The face of rural crime is changing, and it’s changing the countryside, according to a new NFU Mutual report on rural crime in the UK.

Farmers and rural communities are now fighting criminals on a number of different fronts. NFU Mutual has highlighted four areas farmers are battling against on rural crime:

Cyber crime

Because farms are mostly small businesses without on-site technical support, as they evolve or diversify into areas that are more reliant on IT systems, farmers are increasingly vulnerable to cyber attacks.

The most common range from sending false invoices and using vishing and phishing techniques to obtain sensitive financial data, to infecting computers with malicious software and ransomware, or hacking into farm cameras and equipment.

Livestock theft

A generation ago, rustling involved a few animals being taken “for the pot”. Today, organised gangs, often using working dogs, can take dozens, sometimes hundreds of sheep in a single night-time raid.

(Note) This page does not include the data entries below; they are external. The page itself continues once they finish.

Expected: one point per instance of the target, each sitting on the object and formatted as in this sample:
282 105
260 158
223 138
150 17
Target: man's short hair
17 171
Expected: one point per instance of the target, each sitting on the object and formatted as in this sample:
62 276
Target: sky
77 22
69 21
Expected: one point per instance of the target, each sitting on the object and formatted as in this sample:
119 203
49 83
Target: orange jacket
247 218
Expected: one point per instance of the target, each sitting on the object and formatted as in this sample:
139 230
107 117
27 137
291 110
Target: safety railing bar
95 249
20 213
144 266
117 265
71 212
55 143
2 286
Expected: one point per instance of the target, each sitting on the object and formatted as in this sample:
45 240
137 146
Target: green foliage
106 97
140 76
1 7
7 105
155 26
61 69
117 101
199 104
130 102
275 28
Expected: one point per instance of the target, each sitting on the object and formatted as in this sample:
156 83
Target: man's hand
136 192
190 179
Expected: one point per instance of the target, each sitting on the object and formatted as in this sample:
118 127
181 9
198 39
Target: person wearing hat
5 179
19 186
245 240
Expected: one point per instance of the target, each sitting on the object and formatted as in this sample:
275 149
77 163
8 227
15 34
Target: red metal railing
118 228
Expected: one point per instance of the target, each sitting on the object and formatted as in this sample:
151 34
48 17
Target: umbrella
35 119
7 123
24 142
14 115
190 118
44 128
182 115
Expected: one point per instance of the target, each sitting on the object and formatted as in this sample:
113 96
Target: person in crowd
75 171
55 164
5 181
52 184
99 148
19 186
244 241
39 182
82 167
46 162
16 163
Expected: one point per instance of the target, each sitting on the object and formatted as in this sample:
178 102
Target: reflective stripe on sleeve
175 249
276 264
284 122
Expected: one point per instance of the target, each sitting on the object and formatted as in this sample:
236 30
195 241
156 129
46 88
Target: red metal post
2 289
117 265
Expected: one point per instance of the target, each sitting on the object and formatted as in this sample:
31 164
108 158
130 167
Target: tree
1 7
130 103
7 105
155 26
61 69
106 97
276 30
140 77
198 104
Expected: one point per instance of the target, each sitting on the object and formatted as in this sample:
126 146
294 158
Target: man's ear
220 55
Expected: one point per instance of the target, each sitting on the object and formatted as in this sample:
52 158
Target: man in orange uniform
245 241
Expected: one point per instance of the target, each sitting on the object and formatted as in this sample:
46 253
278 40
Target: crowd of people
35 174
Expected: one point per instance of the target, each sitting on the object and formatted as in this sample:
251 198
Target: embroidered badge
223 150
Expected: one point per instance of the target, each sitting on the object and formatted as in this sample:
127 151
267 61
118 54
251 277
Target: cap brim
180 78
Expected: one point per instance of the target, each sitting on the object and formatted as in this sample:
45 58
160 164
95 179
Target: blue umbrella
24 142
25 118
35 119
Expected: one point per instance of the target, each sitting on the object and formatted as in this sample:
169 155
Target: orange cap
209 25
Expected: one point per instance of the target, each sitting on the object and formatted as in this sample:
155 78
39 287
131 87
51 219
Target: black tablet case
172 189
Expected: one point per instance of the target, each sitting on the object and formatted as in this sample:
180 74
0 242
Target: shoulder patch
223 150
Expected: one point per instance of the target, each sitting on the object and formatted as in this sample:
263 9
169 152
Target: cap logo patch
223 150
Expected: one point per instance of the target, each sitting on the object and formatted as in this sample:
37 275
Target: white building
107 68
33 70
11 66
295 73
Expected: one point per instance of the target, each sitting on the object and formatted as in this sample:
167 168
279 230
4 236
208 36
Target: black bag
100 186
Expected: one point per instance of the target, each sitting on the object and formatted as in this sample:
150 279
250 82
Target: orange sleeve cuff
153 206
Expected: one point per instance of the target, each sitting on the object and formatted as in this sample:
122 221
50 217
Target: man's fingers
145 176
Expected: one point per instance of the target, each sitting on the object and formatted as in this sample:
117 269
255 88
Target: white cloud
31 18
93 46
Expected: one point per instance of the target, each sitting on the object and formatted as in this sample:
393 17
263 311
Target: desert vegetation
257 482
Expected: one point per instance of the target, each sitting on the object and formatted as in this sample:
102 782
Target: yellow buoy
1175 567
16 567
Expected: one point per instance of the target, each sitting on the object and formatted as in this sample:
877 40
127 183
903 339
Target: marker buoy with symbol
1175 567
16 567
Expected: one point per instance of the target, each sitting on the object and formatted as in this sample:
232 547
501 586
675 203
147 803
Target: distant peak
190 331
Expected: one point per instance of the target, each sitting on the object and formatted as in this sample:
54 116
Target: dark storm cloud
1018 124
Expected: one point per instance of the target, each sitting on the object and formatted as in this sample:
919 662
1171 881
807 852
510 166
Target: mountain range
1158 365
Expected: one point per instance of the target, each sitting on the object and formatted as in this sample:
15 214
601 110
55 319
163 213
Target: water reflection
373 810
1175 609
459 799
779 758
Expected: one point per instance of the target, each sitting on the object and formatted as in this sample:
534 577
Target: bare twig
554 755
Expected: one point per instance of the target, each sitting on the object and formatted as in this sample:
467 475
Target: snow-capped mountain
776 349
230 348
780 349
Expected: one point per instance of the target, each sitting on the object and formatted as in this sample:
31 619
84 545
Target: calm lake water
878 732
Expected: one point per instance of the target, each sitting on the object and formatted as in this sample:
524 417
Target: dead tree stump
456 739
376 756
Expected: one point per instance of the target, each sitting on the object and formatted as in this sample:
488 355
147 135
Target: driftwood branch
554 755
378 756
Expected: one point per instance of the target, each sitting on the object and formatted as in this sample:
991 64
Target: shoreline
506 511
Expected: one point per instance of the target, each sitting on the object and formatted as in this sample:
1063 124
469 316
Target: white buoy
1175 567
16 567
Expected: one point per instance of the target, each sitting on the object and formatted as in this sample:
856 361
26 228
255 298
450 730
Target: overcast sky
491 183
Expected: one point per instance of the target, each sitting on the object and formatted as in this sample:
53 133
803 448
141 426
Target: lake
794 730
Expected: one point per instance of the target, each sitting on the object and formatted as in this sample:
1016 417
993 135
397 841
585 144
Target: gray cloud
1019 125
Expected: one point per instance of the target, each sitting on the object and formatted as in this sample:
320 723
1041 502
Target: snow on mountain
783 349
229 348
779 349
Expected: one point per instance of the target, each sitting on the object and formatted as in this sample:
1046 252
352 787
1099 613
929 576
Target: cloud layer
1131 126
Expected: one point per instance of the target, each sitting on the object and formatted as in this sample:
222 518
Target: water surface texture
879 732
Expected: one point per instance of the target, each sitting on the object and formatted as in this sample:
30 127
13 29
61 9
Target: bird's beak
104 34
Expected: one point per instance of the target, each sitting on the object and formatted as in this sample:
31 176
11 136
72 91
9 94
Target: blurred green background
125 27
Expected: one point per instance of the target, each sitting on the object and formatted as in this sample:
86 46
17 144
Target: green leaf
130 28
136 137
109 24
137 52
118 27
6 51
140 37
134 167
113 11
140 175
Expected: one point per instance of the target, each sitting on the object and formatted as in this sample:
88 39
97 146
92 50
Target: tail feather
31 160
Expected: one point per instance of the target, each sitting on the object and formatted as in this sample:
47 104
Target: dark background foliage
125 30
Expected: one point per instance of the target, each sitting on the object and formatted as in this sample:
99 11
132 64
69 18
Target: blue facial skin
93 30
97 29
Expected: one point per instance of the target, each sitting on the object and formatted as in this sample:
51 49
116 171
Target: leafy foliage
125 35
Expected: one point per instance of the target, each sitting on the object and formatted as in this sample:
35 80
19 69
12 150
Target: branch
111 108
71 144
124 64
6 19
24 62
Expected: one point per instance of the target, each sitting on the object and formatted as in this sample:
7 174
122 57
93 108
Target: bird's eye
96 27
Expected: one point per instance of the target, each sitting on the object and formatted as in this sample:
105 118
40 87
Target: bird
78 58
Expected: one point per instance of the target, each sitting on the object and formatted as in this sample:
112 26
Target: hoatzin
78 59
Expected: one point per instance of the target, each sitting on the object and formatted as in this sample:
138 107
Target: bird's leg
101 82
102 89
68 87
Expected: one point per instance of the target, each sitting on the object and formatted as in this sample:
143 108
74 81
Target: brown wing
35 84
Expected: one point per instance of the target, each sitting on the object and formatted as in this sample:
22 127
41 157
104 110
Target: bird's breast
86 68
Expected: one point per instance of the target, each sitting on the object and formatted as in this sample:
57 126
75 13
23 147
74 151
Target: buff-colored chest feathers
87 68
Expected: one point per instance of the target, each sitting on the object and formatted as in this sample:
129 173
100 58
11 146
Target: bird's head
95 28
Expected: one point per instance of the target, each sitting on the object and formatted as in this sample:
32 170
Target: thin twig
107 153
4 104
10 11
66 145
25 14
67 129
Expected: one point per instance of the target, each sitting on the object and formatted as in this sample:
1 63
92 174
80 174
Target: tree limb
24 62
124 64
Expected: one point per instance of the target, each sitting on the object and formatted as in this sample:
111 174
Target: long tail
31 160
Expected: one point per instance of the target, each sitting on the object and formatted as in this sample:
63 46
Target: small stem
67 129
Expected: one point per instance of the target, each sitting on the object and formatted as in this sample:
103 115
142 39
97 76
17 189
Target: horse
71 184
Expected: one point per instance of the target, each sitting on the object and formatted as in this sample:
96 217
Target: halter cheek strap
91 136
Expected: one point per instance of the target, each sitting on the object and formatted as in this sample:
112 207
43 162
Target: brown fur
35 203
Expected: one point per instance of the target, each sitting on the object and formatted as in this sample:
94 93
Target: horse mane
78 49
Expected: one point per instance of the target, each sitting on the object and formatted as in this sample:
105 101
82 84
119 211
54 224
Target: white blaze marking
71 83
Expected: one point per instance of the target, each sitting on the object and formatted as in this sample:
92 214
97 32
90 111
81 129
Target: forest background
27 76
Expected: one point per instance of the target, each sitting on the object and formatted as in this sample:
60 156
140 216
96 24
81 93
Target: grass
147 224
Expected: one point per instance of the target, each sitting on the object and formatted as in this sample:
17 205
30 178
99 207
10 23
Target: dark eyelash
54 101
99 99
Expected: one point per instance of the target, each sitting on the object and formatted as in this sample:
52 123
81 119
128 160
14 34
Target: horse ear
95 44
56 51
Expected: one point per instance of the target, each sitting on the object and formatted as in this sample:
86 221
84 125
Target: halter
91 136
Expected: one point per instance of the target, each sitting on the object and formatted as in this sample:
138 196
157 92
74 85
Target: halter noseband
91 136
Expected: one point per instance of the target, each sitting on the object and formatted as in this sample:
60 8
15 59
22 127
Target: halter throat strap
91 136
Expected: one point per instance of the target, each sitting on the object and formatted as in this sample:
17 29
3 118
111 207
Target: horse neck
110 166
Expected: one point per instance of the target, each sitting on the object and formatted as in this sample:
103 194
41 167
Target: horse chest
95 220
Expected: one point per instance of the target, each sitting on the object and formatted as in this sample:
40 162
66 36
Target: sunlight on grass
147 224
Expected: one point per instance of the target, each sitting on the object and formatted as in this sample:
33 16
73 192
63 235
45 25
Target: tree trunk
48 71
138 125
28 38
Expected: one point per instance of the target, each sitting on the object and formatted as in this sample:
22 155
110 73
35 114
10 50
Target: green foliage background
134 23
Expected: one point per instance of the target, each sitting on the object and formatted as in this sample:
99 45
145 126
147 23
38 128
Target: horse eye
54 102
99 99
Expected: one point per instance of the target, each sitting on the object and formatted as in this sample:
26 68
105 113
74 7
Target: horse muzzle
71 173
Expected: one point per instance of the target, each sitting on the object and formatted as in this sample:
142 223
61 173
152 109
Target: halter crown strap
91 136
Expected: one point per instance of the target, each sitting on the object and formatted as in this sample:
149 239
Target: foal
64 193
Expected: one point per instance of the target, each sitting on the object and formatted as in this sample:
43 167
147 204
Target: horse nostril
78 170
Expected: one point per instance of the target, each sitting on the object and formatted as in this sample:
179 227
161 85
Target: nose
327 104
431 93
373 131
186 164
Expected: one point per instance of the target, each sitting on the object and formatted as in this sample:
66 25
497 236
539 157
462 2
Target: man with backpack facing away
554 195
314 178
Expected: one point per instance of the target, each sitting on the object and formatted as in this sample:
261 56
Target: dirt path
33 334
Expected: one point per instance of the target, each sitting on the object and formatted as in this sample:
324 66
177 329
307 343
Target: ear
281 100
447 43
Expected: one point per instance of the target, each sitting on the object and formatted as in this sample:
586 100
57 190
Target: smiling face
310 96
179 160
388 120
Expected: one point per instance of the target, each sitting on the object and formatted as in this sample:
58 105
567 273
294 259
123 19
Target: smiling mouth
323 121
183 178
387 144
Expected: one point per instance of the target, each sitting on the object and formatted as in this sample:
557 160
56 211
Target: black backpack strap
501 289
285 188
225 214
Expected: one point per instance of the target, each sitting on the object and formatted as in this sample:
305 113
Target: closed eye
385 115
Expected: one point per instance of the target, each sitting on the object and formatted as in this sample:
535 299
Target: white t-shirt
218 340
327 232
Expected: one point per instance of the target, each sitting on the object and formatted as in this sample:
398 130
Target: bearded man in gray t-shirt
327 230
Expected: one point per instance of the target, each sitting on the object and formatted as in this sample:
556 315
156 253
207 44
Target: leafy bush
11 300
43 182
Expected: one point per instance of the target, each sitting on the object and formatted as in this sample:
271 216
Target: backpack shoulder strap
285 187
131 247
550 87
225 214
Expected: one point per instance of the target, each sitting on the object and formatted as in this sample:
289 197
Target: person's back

This can be devastating for small farms, where the loss of just a few animals can wipe out profits and disrupt business for years while flocks are rebuilt.

Dog attacks

Every year thousands of sheep are killed or mutilated by dogs. Even if the dog doesn’t make contact, the distress of the chase can cause animals to die or miscarry their lambs. Dog attacks on UK farm animals cost £1.2m in 2018.

Fly-tipping

What was once the odd mattress being left at a farm gate has grown into a whole business of bogus waste companies dumping lorry loads of rubbish in farmers’ fields, according to NFU Mutual.

Some even pose as genuine tenants, renting land and barns to use as illegal rubbish dumps. On every scale, fly-tipping is a serious threat – to the health of grazing animals, to the environment, and especially to farmers who are often left to deal with the aftermath themselves.